7 REASONS NOT TO FEAR ANTIDEPRESSANTS

7 REASONS NOT TO FEAR ANTIDEPRESSANTS

Written by previous contributor, Mr X.

Disclosure: We are not – in any shape or form insinuating that antidepressants should be the primary treatment for eating disorders. We are, however, encouraging those effected by mental health problems to try any treatment that may help them.

 1. THE BAD THOUGHTS ARE QUIETER

Just over a year has passed since the word anorexia came crashing into my life. It knocked me for six and hit my loved ones just as hard.  The human brain is a weird and wonderful creature, and I was duped into believing what I was doing was “healthy” and “normal”. Those little habits and nuances became all-consuming. Desperately clinging to controllable outcomes which, ironically, leads to losing a grip on reality. My perceptions were warped and suddenly I was unable to prevent disastrous thoughts.  But that’s where the tablets come in. For about seven years ago I’ve been on antidepressants called mirtazapine and often, when the thoughts are building and just about to become intolerable, I can feel a subtle fog halting them in their tracks. A little bit like ever-so-slightly dimming a screeching, bright light. It doesn’t turn it off altogether; just makes it a little easier to see.

2. IT HELPS ME SLEEP

I used to tell people that my daily pill was just, ‘a little something to help me sleep’. At one point, it got to a stage that I almost started to believe my own falsities.   One thing is true, however –  my pre-bedtime fix does help me to sleep. I only have to think back to the couple of occasions I’ve not had a pill to pop to hand. Cue the end of the world (in my head)  and a sleepless night.

3. IT FORCED ME TO FACE MY FEARS

I’m not sure why I’ve never admitted to myself that I was on antidepressants. I suppose I feel an odd sense shame; a fear of being judged perhaps.  What would people think? Will they take me seriously anymore?  But, once I admitted to people the true function of my medication, I moved on from feeling ashamed of being ‘weak’. Honestly, I can’t tell you how liberating that feels. Its clichéd to say that a weight has been lifted from my shoulders but it is god’s honest truth. And once I was able to face one fear head-on, well, it made the rest of them just that little bit easier.

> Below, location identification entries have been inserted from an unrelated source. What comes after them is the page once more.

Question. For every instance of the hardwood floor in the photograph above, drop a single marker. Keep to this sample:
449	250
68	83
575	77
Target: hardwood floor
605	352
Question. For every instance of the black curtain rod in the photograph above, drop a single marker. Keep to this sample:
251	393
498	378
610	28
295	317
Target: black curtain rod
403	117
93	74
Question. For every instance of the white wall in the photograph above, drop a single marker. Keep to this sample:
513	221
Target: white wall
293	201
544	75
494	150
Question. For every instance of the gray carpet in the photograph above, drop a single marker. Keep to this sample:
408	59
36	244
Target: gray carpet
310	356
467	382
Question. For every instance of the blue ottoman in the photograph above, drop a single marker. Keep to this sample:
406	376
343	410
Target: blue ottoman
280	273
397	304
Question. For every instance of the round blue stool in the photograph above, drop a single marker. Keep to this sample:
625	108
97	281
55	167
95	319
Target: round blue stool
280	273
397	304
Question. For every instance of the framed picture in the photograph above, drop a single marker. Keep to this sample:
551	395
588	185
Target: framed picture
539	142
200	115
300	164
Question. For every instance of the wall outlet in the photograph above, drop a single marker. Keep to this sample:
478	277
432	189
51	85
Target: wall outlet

Mr X talks about his experience with anorexia

4. I TRIED TO COME OFF IT & THINGS GOT  SHIT…

In fairness, I did at least try and follow protocol. I cut the dose in half for a few weeks, and then I went on to one every other day for a couple more weeks, which is what doctors usually advise.  But almost immediately I started to feel the knot in my stomach creeping back in -the anxiety levels shooting right back up. All of a sudden, I was sweating the small stuff again. I’d convinced myself that I had put on too much weight, so I was starting to cut food. Old habits die hard and it is a slippery slope that I don’t want to tread again.The disproportionate irritation and the fear of the world kicked back in. I became grouchy, snappy and unable to concentrate. I lasted about a week.

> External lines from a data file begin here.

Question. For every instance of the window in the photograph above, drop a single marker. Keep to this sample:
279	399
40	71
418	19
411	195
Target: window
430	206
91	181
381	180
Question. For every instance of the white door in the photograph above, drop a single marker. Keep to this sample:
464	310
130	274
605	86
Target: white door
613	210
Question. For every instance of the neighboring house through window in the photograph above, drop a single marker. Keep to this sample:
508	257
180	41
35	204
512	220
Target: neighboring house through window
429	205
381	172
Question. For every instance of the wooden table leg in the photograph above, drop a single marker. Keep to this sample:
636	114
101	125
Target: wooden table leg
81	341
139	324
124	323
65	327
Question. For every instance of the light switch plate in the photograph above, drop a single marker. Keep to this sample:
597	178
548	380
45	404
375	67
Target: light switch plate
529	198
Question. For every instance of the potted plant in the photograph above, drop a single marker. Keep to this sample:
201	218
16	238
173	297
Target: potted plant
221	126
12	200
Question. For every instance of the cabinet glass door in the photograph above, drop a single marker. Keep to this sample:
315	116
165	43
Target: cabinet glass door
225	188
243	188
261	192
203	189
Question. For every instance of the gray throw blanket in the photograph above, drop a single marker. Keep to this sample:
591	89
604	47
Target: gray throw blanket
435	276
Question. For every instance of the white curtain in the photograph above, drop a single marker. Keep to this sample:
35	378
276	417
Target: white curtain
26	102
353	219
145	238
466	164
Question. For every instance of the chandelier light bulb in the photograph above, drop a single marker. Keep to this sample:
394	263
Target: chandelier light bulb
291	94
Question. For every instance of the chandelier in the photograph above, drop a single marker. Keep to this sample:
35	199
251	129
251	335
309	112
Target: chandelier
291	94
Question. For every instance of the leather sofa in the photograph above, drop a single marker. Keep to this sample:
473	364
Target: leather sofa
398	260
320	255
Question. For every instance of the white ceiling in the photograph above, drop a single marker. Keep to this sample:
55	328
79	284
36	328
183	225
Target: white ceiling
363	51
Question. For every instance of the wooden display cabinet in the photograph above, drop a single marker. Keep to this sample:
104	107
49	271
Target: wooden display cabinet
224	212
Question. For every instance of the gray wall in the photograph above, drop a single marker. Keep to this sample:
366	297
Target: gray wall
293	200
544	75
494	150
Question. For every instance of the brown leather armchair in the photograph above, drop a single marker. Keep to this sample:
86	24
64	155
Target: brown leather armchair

5. …BUT GOT EASIER WHEN I WENT BACK ON THEM

Fortunately, I retained capacity to make rational decisions some of the time. One such decision was to return to the medication at the prescribed dose.  Within hours I felt the knot start to lift. A few days later I was feeling much more balanced. Whilst they are in no way a miracle cure, they give me distinct advantage and put me in a position where I can really tackle the anorexia. In order to keep being successful on this front I need to be at the top of my game. That’s where the meds kick in.

6. YOU HAVE AN ILLNESS

When I told people about my eating disorder the number of people that said to me something along the lines is “you wouldn’t be embarrassed to tell me you had [insert physical illness –often cancer or heart disease here] so you don’t need to be now”, was in the hundreds. And they’re right, of course. The same rules apply to taking medicine for mental health problems. If you have a headache, you take paracetamol; if your tooth aches you go to the dentist and if you experience depression you take uppers. It’s a simple as that.  I’m no doctor, but as far as I am concerned, all treatments – conventional, alternative or whatever – try to restore the body to a healthy functioning state. The mind is part of the body and so if there is something out there that can help ease the pain then why not take it?  Plus, for me at least, they really do help. Care must be exercised and sometimes it takes a bit of trial and error to get it right. Just take it one day at a time.

7. YOU CAN CHANGE THE DOSE TO SUIT YOU

The psychiatrist who diagnosed me with anorexia immediately put me on a pretty high dose of duloxetine. So high in fact that my GP disbelieved me and had to consult his medical bible.  But as the months have passed, and I noticed what felt right for my body and my mind, it was decided that the dosage would be dropped, and I’m down 50% from where I started. If I start to feel worse, I can discuss a heavier dose with the doctor, and if I’m feeling comfortable enough to try my luck without them, that’s my shout too. Either way, the decision is YOURS. No one else’s.